Here is a useful tip I’ve discovered whenever I encounter unknown situations:
Just ask yourself, “What would the best version of myself be like in this moment?”
(This is particularly useful for robots, like that Facebook founder, who are only pretending to be humans. Just a joke. Chill out. Don’t put me on some list.)
Anyway, it’s a useful tip because it’s an open-ended question. Which forces you to flip on the ol’ imagination. Rather than asking yourself silly, self-doubting (or self-loathing) closed- ended questions. Like, “Should I do X?”, “Should I have said Y?”
This question is not meant to encourage you to shut off in the middle of real-life scenarios, so you can brainstorm how to behave. Don’t do that, psycho. Just be authentic.
It’s really meant more for reflection. Especially if you ever find yourself putting your foot in your own mouth. Or wishing you’d have handled a situation differently.

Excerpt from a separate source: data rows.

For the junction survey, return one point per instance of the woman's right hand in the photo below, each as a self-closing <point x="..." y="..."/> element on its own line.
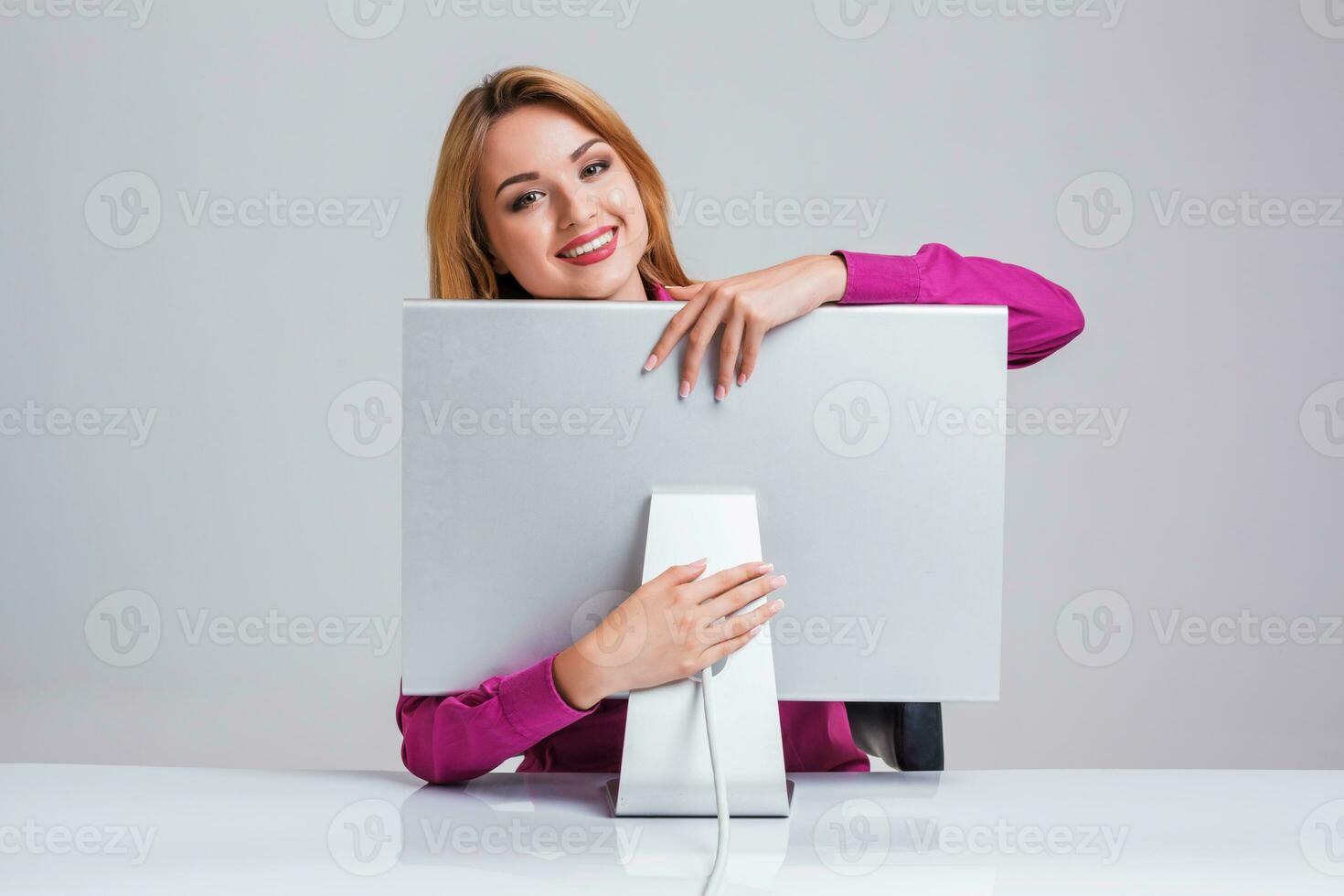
<point x="671" y="627"/>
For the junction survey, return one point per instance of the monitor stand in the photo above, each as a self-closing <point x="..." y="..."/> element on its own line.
<point x="666" y="759"/>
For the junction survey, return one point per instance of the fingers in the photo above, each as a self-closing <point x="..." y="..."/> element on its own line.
<point x="683" y="572"/>
<point x="742" y="595"/>
<point x="725" y="581"/>
<point x="709" y="317"/>
<point x="732" y="626"/>
<point x="750" y="348"/>
<point x="677" y="328"/>
<point x="729" y="357"/>
<point x="712" y="655"/>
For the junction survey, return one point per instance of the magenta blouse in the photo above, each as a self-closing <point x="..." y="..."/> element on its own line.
<point x="469" y="732"/>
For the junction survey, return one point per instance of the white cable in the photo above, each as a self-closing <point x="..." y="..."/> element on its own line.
<point x="720" y="786"/>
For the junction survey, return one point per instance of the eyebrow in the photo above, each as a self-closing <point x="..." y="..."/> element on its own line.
<point x="532" y="175"/>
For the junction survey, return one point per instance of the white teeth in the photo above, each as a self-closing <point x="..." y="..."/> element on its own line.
<point x="586" y="248"/>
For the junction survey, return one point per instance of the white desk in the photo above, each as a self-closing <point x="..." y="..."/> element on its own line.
<point x="191" y="830"/>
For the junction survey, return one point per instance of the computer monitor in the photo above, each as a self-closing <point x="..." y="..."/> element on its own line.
<point x="534" y="440"/>
<point x="546" y="475"/>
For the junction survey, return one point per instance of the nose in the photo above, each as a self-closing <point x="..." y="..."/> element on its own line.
<point x="580" y="206"/>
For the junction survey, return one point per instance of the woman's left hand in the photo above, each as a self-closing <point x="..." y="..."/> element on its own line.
<point x="746" y="306"/>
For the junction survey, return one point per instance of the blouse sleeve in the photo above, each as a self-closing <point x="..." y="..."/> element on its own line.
<point x="468" y="732"/>
<point x="1041" y="316"/>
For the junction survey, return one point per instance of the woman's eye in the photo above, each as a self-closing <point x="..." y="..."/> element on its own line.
<point x="600" y="165"/>
<point x="520" y="205"/>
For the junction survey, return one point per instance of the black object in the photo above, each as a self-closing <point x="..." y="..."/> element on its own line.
<point x="903" y="735"/>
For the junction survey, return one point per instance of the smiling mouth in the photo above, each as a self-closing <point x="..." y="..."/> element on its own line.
<point x="592" y="251"/>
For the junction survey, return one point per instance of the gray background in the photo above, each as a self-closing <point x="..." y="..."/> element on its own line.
<point x="1214" y="501"/>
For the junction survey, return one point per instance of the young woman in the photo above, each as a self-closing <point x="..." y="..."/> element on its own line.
<point x="543" y="192"/>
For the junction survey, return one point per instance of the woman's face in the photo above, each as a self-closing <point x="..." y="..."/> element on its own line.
<point x="548" y="180"/>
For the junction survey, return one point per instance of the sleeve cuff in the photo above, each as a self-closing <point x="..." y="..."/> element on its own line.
<point x="531" y="703"/>
<point x="874" y="278"/>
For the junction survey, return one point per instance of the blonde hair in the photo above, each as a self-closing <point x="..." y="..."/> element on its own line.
<point x="459" y="262"/>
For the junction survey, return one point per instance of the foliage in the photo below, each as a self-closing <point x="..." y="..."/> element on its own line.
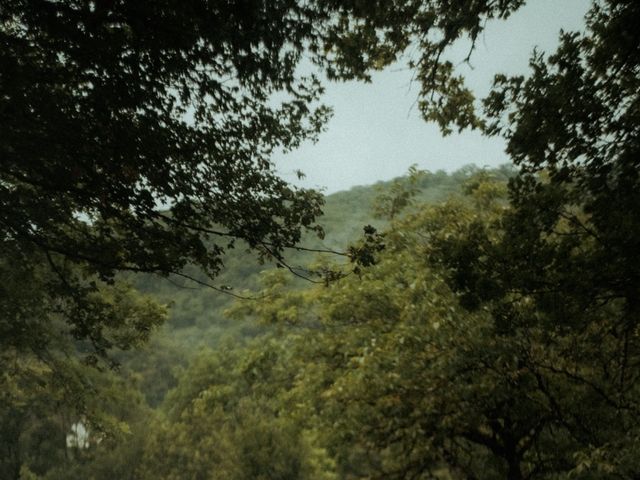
<point x="224" y="422"/>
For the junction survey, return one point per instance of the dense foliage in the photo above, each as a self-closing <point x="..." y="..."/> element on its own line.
<point x="492" y="334"/>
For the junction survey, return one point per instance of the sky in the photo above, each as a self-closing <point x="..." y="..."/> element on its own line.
<point x="376" y="132"/>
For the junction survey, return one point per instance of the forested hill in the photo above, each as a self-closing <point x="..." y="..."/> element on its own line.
<point x="197" y="312"/>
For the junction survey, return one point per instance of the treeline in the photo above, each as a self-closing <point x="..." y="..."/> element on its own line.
<point x="460" y="352"/>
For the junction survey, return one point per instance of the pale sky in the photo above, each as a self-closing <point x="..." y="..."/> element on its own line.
<point x="376" y="132"/>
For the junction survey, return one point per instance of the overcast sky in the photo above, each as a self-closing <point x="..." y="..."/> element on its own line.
<point x="376" y="132"/>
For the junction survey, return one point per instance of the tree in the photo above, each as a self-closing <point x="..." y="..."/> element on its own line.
<point x="137" y="136"/>
<point x="225" y="420"/>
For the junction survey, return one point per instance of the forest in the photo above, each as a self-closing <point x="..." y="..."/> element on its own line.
<point x="171" y="308"/>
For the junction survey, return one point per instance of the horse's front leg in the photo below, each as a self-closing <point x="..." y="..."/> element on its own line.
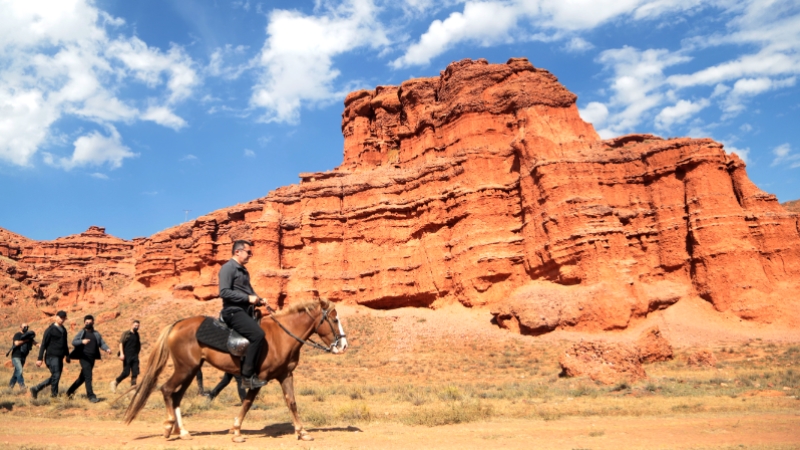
<point x="287" y="384"/>
<point x="237" y="422"/>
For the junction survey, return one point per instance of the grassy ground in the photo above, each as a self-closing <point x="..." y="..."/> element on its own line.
<point x="431" y="379"/>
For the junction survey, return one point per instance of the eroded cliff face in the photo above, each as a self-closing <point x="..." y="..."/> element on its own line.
<point x="483" y="186"/>
<point x="69" y="271"/>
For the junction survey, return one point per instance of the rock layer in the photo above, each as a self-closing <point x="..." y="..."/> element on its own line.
<point x="62" y="273"/>
<point x="483" y="186"/>
<point x="610" y="363"/>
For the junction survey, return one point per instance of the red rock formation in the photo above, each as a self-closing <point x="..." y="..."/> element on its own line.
<point x="74" y="269"/>
<point x="483" y="186"/>
<point x="611" y="363"/>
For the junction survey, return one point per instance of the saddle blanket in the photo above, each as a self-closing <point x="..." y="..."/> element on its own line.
<point x="214" y="334"/>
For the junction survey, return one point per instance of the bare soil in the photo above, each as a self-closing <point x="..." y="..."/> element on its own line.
<point x="450" y="379"/>
<point x="762" y="431"/>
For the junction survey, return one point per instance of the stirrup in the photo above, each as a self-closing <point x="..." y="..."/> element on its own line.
<point x="252" y="382"/>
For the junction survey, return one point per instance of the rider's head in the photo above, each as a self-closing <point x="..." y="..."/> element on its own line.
<point x="242" y="251"/>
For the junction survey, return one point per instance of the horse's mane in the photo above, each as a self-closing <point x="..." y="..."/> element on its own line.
<point x="307" y="306"/>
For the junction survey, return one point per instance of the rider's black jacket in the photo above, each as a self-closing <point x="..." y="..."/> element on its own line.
<point x="234" y="285"/>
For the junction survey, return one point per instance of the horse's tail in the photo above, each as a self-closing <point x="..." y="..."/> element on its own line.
<point x="155" y="365"/>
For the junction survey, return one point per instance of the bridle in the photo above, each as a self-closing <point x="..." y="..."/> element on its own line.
<point x="324" y="317"/>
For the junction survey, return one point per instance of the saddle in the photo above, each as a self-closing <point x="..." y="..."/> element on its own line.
<point x="216" y="334"/>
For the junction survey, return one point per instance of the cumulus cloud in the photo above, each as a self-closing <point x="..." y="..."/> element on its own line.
<point x="784" y="156"/>
<point x="57" y="60"/>
<point x="296" y="62"/>
<point x="490" y="22"/>
<point x="483" y="22"/>
<point x="679" y="112"/>
<point x="647" y="86"/>
<point x="638" y="76"/>
<point x="746" y="88"/>
<point x="594" y="113"/>
<point x="578" y="45"/>
<point x="163" y="116"/>
<point x="95" y="149"/>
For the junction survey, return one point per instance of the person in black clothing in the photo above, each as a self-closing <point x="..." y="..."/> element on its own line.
<point x="88" y="344"/>
<point x="53" y="350"/>
<point x="129" y="347"/>
<point x="22" y="342"/>
<point x="238" y="303"/>
<point x="224" y="382"/>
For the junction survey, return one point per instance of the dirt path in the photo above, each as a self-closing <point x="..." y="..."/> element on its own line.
<point x="697" y="431"/>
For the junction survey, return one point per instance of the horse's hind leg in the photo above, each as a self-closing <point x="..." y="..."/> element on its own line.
<point x="173" y="391"/>
<point x="287" y="384"/>
<point x="237" y="422"/>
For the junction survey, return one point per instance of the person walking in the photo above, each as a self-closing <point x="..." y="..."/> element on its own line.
<point x="129" y="347"/>
<point x="21" y="345"/>
<point x="53" y="350"/>
<point x="88" y="344"/>
<point x="238" y="303"/>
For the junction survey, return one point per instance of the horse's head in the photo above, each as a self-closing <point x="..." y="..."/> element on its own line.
<point x="329" y="328"/>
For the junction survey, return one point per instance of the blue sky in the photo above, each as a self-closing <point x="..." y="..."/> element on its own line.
<point x="124" y="114"/>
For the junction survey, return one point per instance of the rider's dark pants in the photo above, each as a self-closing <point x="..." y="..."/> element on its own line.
<point x="245" y="325"/>
<point x="130" y="366"/>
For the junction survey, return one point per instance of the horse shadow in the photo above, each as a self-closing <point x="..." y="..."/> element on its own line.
<point x="279" y="429"/>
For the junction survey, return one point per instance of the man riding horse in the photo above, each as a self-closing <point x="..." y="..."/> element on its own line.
<point x="238" y="303"/>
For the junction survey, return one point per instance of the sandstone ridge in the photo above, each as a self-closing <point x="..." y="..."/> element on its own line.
<point x="482" y="186"/>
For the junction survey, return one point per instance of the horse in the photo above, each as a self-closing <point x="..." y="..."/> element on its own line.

You’re going to botch it all up quite a few times in your life. Shrug it off. Then reflect.
How could that have gone differently?
“How would the best version of myself handled that moment?”
Asking these kinds of questions creates the semblance of an ideal for you to strive for in future scenarios. That, paired with the critical self-knowledge of your own past uncomfortable failures, gives you some good guardrails for future interactions.
“What’s the worst than could happen?” and “How would the best version of myself handle this?”
Aim to end up somewhere in the middle of those. Reflect. Move on with your life. Improve in the future.